Data visualization using ggplot2

Published

September 30, 2024

Introduction

In this practical, you will conduct an exploratory data analysis, to investigate the relationship between portion size and nutritional value of the items sold at McDonald’s. To do this, you will need to use ggplot2 and tidyverse, as you did in the previous practical, and we will also use the GGally package.

library(tidyverse)
library(GGally)

The dataset used contains information on the McDonald’s menu and can be downloaded here. Download the file and put it in your data folder. The original source of the data is on Kaggle.

Loading the data into R

To load the data from a separate file, use read_csv() from the tidyverse. We assign the data to a variable called menu.

menu <- read_csv("data/menu.csv")

You can also load data directly from a URL instead of from a local file! You can try it with this url: https://infomdwr.nl/labs/week_5/1_data_visualization_2/data/menu.csv

A first impression of the data

Before you start the analysis, a good first step is to get a sense of what the dataset looks like, especially when you import data from a separate file. You want to make sure that the dataset is imported correctly.

# Get an idea of what the menu dataset looks like
head(menu)
glimpse(menu)

You can see that the variable indicating the serving size is of a very inconvenient form. To transform this variable into a numeric variable indicating the serving size in grams (food) or milliliters (drinks), you can run the code below. You can also try to recode it yourself of course!

# Transformation drinks
drink_fl <- menu |> 
  filter(str_detect(`Serving Size`, " fl oz.*")) |> 
  mutate(`Serving Size` = str_remove(`Serving Size`, " fl oz.*")) |> 
  mutate(`Serving Size` = as.numeric(`Serving Size`) * 29.5735)

drink_carton <- menu |> 
  filter(str_detect(`Serving Size`, "carton")) |> 
  mutate(`Serving Size` = str_extract(`Serving Size`, "[0-9]{2,3}")) |> 
  mutate(`Serving Size` = as.numeric(`Serving Size`))

# Transformation food
food <-  menu |> 
  filter(str_detect(`Serving Size`, "g")) |> 
  mutate(`Serving Size` = str_extract(`Serving Size`, "(?<=\\()[0-9]{2,4}")) |> 
  mutate(`Serving Size` = as.numeric(`Serving Size`))

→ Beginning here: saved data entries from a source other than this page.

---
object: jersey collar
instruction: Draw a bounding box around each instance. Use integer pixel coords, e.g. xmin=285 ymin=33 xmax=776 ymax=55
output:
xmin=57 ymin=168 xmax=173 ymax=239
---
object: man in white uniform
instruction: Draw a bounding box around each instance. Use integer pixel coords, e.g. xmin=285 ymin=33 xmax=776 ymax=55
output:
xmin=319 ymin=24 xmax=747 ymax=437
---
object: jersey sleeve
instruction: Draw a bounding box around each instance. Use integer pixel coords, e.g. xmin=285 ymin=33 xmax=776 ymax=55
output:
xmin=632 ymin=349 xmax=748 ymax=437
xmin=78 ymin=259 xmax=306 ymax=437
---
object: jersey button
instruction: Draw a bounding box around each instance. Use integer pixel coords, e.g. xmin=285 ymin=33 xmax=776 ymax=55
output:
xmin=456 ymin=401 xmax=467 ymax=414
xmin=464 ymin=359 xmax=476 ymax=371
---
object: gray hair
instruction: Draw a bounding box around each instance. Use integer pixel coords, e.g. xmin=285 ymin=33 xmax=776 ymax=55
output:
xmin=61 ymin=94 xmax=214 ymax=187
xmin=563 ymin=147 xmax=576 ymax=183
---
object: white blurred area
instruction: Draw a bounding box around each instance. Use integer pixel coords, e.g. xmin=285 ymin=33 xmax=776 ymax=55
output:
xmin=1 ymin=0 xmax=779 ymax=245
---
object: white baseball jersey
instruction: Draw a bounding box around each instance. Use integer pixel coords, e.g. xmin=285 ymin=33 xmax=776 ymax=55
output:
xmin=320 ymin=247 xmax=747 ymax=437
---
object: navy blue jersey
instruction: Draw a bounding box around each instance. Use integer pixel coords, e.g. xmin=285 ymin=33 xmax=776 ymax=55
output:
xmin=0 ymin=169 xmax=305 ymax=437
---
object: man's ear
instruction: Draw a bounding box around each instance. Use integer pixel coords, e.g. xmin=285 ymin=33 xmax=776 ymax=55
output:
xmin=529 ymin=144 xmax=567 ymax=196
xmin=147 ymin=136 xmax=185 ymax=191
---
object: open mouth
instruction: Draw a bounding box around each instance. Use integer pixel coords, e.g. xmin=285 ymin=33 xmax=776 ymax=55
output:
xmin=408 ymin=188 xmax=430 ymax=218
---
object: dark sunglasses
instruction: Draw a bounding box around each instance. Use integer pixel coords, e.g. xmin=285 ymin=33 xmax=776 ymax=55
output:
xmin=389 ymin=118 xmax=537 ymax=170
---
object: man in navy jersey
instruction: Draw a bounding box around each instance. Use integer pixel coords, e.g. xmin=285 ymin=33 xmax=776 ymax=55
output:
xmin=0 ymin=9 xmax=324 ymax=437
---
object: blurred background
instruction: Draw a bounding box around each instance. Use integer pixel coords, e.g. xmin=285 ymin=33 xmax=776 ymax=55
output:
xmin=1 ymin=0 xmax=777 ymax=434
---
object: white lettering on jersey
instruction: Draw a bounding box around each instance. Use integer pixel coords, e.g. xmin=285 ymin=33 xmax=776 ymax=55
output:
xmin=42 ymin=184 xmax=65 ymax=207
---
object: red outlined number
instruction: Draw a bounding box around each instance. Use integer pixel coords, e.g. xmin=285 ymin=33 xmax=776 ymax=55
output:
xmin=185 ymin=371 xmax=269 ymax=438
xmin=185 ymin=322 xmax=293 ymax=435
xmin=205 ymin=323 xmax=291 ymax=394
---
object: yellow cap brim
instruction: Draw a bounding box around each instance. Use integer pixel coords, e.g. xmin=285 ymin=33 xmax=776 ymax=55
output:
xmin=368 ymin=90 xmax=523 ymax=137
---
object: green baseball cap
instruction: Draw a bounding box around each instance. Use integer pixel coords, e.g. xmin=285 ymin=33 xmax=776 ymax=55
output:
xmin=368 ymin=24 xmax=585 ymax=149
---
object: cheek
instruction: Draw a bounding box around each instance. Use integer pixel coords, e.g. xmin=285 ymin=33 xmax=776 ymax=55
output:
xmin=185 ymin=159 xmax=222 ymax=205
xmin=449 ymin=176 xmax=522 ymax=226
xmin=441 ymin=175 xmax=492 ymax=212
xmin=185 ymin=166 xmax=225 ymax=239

# Add Type variable indicating whether an item is food or a drink 
menu_tidy <-  
  bind_rows(drink_fl, drink_carton, food) |> 
  mutate(
   Type = case_when(
     as.character(Category) == 'Beverages' ~ 'Drinks',
     as.character(Category) == 'Coffee & Tea' ~ 'Drinks',
     as.character(Category) == 'Smoothies & Shakes' ~ 'Drinks',
     TRUE ~ 'Food'
   )
  )
1. After you ran the code, check the structure of the data once again, what type of variable is ‘Serving Size’ now, and what was it before you ran the code?
# The variable type of `Serving Size` is numeric, before running the code it was a character variable.

Variation

The first type of questions in visual EDA concern the variation in the data. As you can see, the items are categorized into different product groups. To get an idea of the variation among item categories and nutritional value, several visualisations can be made.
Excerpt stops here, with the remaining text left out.